There are certainly more opportunities to use ML with this research. Debevec speculates that a similar technique could work for whole bodies when sampled in the Light Stage X4. “I would think that basic technique would probably apply to whole bodies pretty well,” he comments. There are other pieces of engineering that the Google team are keen to explore, and there is a really a big use case of the Relightables approach being produced as relatively lightweight assets that could then be played back on mobile hardware. “I think there is interesting work to figure out how you can create a fully relightable neurally-related version of someone that you could then use in practice?” As ML is often slow to learn but fast when actually used, such an approach would be widely applicable to the use cases that Google is interested in. “There’s a bit more work to be done there. I don’t think it’s impossible, but that’s kind of where the boundary case would be.

Rendering synthetic objects into real scenes is a ‘coming home’ intellectually for Debevec whose original 1998 paper, when he was still at Berkeley University, sought to bridge traditional and image-based graphics with global illumination and high dynamic range photography. In the 22 years that have followed, Debevec has seen this work move from simple still objects to fully free-form human movement volumetric capture. This is combined with their Deep Light (2019) research into estimating a plausible high dynamic range (HDR), omnidirectional illumination from an unconstrained, normal low dynamic range (LDR) picture on a mobile phone camera, culminating in allowing these incredibly complex capture performances to be played back in realtime as an AR experience on an Android phone.
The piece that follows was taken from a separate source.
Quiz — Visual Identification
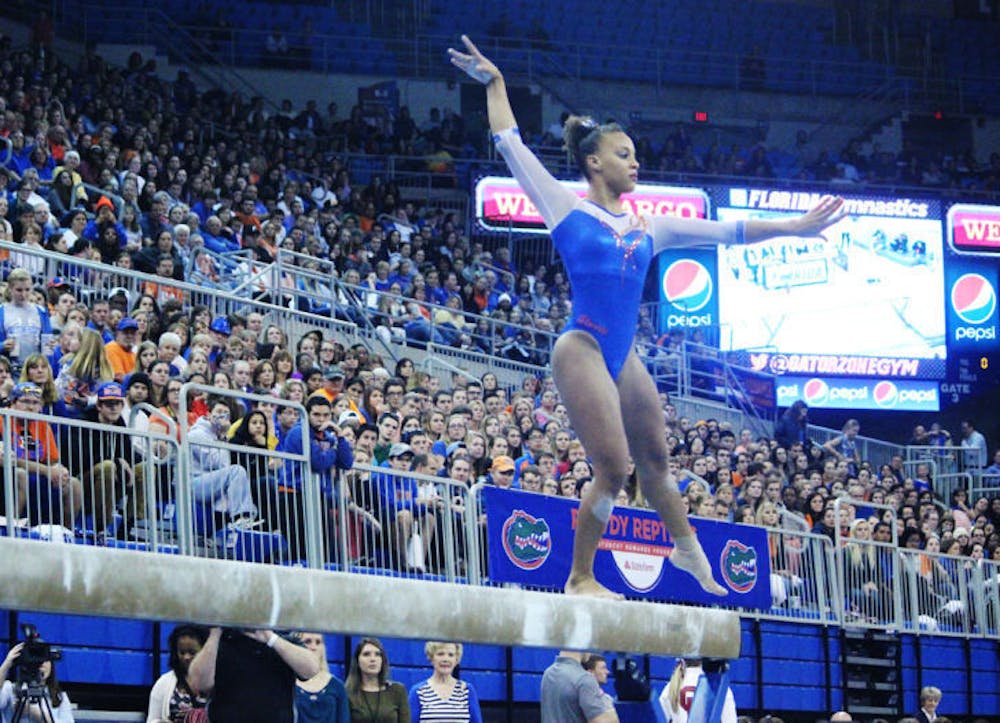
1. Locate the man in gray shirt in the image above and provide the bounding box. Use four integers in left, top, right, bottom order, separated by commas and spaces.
541, 650, 618, 723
Google has shown a strong commitment to the team’s work both in the Light Stage and their related work in Light Fields (see our story here), as a result, the team has been slowly growing and building more internal structure.

The Relightables project is full circle for Debevec. At the very start of his career, he was deeply interested in the notion of controlled relighting. The only reason that Paul Debevec started down the entire path of Light Stage scanning captures was a lack of money to buy lights. “At Berkeley, I couldn’t afford that many lights,” he amusingly recalls. Unable to build a stage full of lights, he came up with the idea of swinging a light rig around a person and combining the images together later. “I’d run out of funding at Berkeley, but I really wanted to do this. So I paid for the first ‘light stage’ myself but I could only afford to buy one light to go around people – and then I had to calculate the real lighting as a post-production process.” Only when he had more funding was Debevec able to build the classic Light Stage sphere with lights fully surrounding an actor that would be at the core of his research for the next 20 years. “I think the whole fact that the Light Stage became known best as a facial scanning system is an accident on top of an accident, and yet that is what has ended up getting used directly in the most number of feature films”.